Celetukan Elly yang bernada santai tersebut sukses membuat seisi studio hening. Seluruh mata tertuju pada Vino. Pandangan tak percaya, kagum, penasaran, meremehkan, dan berbagai emosi lain yang sama sekali tidak berusaha disembunyikan oleh para pemilik mata disana tercurah begitu saja. Vino merasa nyalinya ciut seketika. Belum lagi deheman Billy untuk mencairkan suasana bagai suara palu pengadilan untuknya.
"Ehm, nona Elly. Sebelum itu, biarkan aku meluruskan sesuatu. Terus terang aku tidak ingin menggunakan model pemula amatir untuk project ku kali ini. Tapi aku telah menyetujui syarat darimu. Syarat tersebut adalah, 'aku akan membuat sesi pemotretan
untuknya, bukan menggunakannya.' Begitu bukan?"
"Yap, itu benar. Kau hanya perlu membuat sesi pemotretan untuknya untuk melihat ia memiliki potensi atau tidak. Kau bebas membuang atau menghapus fotonya setelah itu."
Vino meringis mendengar ucapan Elly. Apakah ia sekarang sedang menjalani semacam tes? Tes yang kegagalannya telah dipastikan ini membuat semangatnya melebur total.
"Baiklah. Bawa juga anak muda ini ke ruang rias."
"Baik, pak. Lewat sini."
Seorang staf perempuan yang menyahut perintah Billy mengarahkan Vino ke sebuah ruangan yang berbeda dari Shirley.

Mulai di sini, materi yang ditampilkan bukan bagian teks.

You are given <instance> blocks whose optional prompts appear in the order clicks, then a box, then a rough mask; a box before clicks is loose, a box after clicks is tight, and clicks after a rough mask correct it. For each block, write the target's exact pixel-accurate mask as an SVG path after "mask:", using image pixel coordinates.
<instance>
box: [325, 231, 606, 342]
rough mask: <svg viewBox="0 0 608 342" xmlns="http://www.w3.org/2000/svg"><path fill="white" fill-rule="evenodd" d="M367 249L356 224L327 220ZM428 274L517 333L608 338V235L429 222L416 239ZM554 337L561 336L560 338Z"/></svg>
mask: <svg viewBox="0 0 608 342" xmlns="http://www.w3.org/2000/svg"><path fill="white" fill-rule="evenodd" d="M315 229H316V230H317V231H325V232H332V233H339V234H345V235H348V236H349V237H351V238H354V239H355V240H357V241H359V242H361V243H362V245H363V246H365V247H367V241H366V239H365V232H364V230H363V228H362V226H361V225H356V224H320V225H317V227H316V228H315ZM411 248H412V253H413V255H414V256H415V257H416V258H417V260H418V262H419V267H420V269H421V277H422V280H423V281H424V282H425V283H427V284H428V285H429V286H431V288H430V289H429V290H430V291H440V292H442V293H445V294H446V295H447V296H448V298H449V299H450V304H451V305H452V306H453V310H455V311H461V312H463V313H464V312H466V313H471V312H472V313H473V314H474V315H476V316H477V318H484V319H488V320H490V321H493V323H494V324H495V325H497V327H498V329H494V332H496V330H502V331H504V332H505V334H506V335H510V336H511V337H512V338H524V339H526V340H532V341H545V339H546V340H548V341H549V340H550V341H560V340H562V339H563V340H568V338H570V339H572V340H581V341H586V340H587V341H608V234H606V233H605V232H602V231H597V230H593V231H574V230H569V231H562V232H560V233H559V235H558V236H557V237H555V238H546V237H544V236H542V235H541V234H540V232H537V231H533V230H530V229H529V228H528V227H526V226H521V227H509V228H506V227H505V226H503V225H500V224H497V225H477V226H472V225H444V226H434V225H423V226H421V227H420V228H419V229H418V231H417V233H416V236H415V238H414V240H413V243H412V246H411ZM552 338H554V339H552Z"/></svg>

"Duduklah di sana," kata staf tersebut setelah membantu Vino melepas jasnya.
Vino duduk dengan lesu. Staf perempuan tersebut yang menyadarinya tersenyurn simpul.
"Hey, nak. Kau tahu cara terbaik memulihkan kepercayaan diri?"
Vino menunggu. Terlalu enggan untuk sekedar menoleh dan menjawab staf yang dianggapnya terlalu ikut campur.
"Angkat wajahmu."
Vino yang kaget karena wanita itu tiba-tiba mengangkat dagunya keatas hendak menyuarakan protes, tapi pantulan wajahnya
di cermin membuatnya tertegun. Ia hampir melupakan wajah barunya ini.
"Kau lihat? Terkadang manusia terlalu sulit menyadari kelebihan yang ada padanya hanya karena perkataan orang lain."
Senyuman ibu staf di belakangnya yang ikut terpantul di cermin menenangkan Vino. Serta merta ia ikut tersenyum. Pujian Elly dan Shirley di salon tadi kembali ke ingatannya. Bahkan Shirley menganggapnya mirip dengan aktor Korea. Vino mendengus geli.
"Kurasa aku telah memulihkanmu."
Vino menyisir rambut depannya dengan jarinya sebelum menimpali,
"Kuharap kau tidak menyesal di depannya, Bu."